Ousted Harvard President Claudine Gay says she fell victim to ‘broader war’ to undermine trusted American institutions

United States

“The campaign against me was about more than one university and one leader. This was merely a single skirmish in a broader war to unravel public faith in pillars of American society.”

Those are the words of Claudine Gay, who on Tuesday announced her resignation as president of Harvard University, in a New York Times op-ed published Wednesday.

In her op-ed, Gay warned of bad-faith efforts to delegitimize American institutions, and said she stepped down to “deny demagogues the opportunity to further weaponize my presidency in their campaign to undermine the ideals animating Harvard since its founding: excellence, openness, independence, truth.”

Gay had faced allegations of plagiarism and was criticized for her testimony at a congressional hearing in which she gave unsatisfactory answers to questions about whether calls for “the genocide of Jews” violated Harvard’s code of conduct.

Last July, Gay became the first Black president of Harvard, and only its second female president.

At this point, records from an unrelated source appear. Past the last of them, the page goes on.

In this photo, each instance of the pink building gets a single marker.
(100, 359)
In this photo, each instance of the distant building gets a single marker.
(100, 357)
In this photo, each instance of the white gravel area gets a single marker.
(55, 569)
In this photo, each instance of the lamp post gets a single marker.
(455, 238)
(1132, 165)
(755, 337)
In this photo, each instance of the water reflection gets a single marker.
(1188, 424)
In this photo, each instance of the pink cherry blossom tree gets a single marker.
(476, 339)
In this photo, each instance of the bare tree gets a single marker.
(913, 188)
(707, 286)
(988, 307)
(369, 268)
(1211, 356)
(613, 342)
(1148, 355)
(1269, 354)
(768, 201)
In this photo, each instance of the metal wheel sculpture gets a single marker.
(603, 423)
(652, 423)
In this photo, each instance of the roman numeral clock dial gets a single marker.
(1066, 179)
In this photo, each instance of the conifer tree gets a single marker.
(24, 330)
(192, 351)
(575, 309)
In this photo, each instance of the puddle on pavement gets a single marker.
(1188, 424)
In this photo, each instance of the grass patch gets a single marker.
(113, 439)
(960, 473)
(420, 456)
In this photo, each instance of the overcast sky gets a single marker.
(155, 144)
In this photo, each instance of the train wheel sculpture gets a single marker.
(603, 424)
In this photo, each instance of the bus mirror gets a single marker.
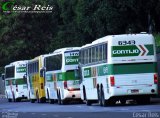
(24, 76)
(42, 70)
(3, 76)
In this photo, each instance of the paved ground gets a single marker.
(75, 110)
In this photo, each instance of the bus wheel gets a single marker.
(143, 100)
(9, 100)
(88, 102)
(59, 98)
(123, 101)
(37, 96)
(99, 97)
(18, 100)
(32, 101)
(111, 101)
(42, 100)
(51, 101)
(14, 100)
(103, 101)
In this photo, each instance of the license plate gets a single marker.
(135, 91)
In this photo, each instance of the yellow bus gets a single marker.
(35, 80)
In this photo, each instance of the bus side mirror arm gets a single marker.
(3, 76)
(24, 76)
(42, 72)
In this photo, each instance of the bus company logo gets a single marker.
(133, 50)
(12, 7)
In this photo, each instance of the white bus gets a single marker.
(15, 83)
(61, 75)
(119, 68)
(36, 91)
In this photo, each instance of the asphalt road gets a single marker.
(76, 110)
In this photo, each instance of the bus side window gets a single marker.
(3, 76)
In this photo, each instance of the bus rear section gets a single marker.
(16, 84)
(71, 85)
(71, 75)
(132, 68)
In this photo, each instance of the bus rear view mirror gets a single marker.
(3, 76)
(24, 76)
(42, 72)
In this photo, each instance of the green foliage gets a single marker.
(72, 23)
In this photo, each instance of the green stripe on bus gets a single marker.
(132, 68)
(150, 49)
(132, 50)
(114, 69)
(62, 76)
(19, 81)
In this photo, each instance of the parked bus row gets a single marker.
(112, 68)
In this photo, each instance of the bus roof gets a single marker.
(112, 37)
(66, 49)
(16, 62)
(62, 50)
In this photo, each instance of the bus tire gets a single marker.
(18, 99)
(111, 101)
(99, 97)
(42, 100)
(37, 96)
(143, 100)
(51, 101)
(32, 100)
(103, 101)
(9, 100)
(84, 93)
(123, 101)
(14, 100)
(88, 102)
(59, 98)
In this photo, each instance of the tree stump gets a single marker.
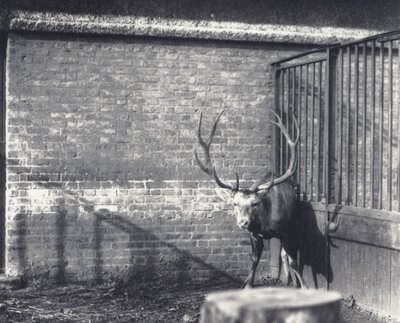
(264, 305)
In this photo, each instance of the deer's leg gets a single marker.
(295, 268)
(285, 266)
(257, 245)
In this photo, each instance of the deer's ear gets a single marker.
(223, 194)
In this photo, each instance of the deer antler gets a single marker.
(293, 159)
(208, 168)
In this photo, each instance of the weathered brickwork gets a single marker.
(101, 182)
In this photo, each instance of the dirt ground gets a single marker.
(144, 304)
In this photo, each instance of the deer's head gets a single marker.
(248, 203)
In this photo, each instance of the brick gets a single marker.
(107, 132)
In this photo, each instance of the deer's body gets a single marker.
(266, 213)
(265, 209)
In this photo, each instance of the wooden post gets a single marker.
(264, 305)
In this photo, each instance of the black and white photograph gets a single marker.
(186, 161)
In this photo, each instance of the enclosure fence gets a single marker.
(346, 100)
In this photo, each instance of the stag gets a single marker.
(264, 209)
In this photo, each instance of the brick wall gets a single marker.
(101, 182)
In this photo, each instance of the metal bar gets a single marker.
(312, 132)
(306, 132)
(302, 63)
(312, 51)
(348, 91)
(356, 103)
(340, 132)
(364, 127)
(339, 46)
(318, 147)
(275, 162)
(390, 121)
(398, 138)
(300, 123)
(286, 120)
(380, 138)
(293, 105)
(330, 92)
(372, 167)
(281, 107)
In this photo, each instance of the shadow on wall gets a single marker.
(146, 256)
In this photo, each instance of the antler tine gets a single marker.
(262, 185)
(208, 168)
(293, 158)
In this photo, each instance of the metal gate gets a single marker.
(346, 99)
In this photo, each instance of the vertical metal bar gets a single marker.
(348, 92)
(372, 167)
(306, 133)
(364, 127)
(340, 131)
(398, 136)
(329, 127)
(312, 132)
(356, 103)
(390, 121)
(293, 109)
(281, 108)
(380, 138)
(300, 126)
(318, 146)
(275, 162)
(286, 120)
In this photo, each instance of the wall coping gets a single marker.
(179, 28)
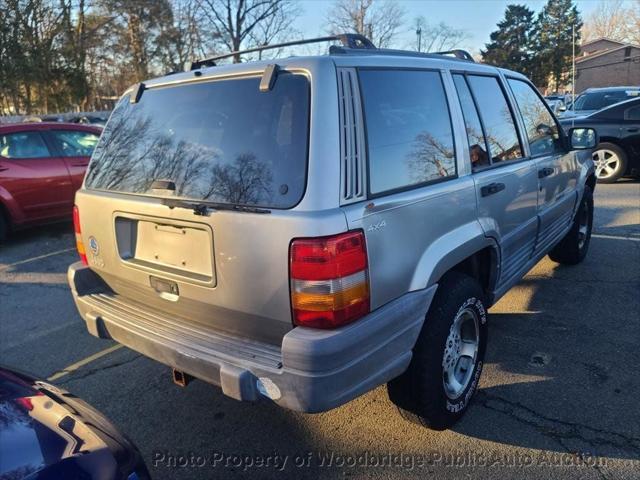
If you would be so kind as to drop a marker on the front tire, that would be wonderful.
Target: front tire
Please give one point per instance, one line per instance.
(611, 162)
(437, 387)
(573, 248)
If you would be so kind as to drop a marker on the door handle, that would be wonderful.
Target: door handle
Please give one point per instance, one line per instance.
(491, 189)
(545, 172)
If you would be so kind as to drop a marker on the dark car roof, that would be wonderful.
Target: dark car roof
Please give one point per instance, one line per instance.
(28, 126)
(612, 112)
(617, 109)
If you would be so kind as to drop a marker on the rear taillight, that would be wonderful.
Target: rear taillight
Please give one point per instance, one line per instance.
(329, 280)
(76, 227)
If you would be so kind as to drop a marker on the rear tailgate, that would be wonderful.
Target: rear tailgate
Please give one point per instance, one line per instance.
(227, 271)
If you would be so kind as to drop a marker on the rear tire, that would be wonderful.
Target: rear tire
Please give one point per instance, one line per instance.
(573, 248)
(436, 389)
(611, 162)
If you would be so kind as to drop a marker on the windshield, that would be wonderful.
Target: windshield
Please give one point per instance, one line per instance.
(599, 100)
(218, 141)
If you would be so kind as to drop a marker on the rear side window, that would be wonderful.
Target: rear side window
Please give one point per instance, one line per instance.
(499, 126)
(633, 113)
(409, 134)
(75, 143)
(222, 141)
(478, 149)
(599, 100)
(23, 145)
(542, 129)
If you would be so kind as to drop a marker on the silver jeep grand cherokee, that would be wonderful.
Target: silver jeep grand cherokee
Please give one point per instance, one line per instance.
(306, 229)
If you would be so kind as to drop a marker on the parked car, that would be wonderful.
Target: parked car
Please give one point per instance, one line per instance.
(308, 228)
(49, 433)
(594, 99)
(618, 126)
(41, 167)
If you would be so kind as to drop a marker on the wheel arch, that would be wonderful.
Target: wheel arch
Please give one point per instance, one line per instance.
(9, 207)
(467, 250)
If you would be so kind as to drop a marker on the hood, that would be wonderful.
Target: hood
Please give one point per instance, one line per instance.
(46, 432)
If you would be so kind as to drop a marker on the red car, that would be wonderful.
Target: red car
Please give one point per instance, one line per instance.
(41, 167)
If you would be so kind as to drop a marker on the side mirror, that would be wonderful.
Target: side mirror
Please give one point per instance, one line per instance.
(581, 138)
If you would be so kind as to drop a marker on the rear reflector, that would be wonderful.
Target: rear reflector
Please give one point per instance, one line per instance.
(329, 280)
(76, 227)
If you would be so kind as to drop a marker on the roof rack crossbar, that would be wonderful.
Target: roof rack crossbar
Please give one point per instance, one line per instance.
(349, 40)
(458, 53)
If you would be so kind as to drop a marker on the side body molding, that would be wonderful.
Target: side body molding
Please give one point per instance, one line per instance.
(449, 250)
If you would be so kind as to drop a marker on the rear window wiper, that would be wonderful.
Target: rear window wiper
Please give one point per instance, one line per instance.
(203, 208)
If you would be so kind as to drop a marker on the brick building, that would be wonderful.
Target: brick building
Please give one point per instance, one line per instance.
(607, 63)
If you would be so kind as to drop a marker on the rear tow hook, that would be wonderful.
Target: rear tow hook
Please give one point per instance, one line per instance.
(180, 378)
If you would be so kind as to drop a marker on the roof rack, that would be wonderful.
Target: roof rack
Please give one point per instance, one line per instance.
(352, 43)
(349, 40)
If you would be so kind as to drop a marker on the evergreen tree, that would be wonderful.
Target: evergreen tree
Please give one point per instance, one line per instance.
(510, 45)
(553, 38)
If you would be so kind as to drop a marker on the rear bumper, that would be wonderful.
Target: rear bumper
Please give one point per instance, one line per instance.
(312, 371)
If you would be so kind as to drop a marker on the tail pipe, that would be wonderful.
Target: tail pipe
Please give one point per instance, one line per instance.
(180, 378)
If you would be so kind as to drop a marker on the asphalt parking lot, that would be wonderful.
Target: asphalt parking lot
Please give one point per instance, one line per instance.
(559, 395)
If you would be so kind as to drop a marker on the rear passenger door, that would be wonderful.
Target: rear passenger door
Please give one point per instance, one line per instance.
(74, 147)
(38, 182)
(557, 167)
(506, 182)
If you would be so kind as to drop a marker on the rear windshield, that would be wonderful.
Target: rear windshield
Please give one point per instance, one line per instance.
(221, 141)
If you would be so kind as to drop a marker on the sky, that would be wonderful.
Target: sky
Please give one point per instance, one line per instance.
(477, 17)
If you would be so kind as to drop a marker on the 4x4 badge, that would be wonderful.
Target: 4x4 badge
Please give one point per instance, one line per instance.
(93, 245)
(377, 226)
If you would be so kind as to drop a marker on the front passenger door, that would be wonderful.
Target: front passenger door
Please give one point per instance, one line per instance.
(506, 183)
(39, 183)
(557, 167)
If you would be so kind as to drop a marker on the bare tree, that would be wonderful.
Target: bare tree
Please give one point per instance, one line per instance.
(436, 38)
(378, 20)
(615, 20)
(235, 21)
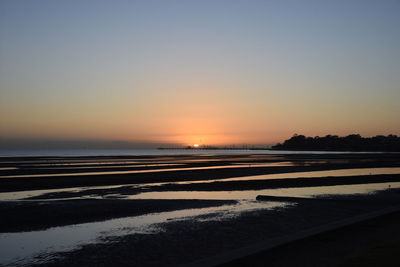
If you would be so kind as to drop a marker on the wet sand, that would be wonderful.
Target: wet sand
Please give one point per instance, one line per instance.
(301, 163)
(187, 241)
(37, 215)
(374, 242)
(192, 243)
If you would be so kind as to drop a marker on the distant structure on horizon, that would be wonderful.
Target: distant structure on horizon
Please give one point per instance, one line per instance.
(353, 142)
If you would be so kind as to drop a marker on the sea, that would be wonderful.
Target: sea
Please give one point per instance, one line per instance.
(148, 152)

In the op-ed, Gay admitted she made mistakes, but defended her academic record and research, and said she fell into “a well-laid trap” at the congressional hearing.

After being targeted by conservative activists, Gay said she faced attacks on her character and intelligence, death threats and has been “called the N-word more times than I care to count.”

She warned she will not be the last target.

“Trusted institutions of all types — from public health agencies to news organizations — will continue to fall victim to coordinated attempts to undermine their legitimacy and ruin their leaders’ credibility,” Gay wrote. “For the opportunists driving cynicism about our institutions, no single victory or toppled leader exhausts their zeal.”

In closing, she urged that universities fight to maintain their independence in the face of “the loudest and most extreme voices in our culture.”

“College campuses in our country must remain places where students can learn, share and grow together, not spaces where proxy battles and political grandstanding take root,” she said.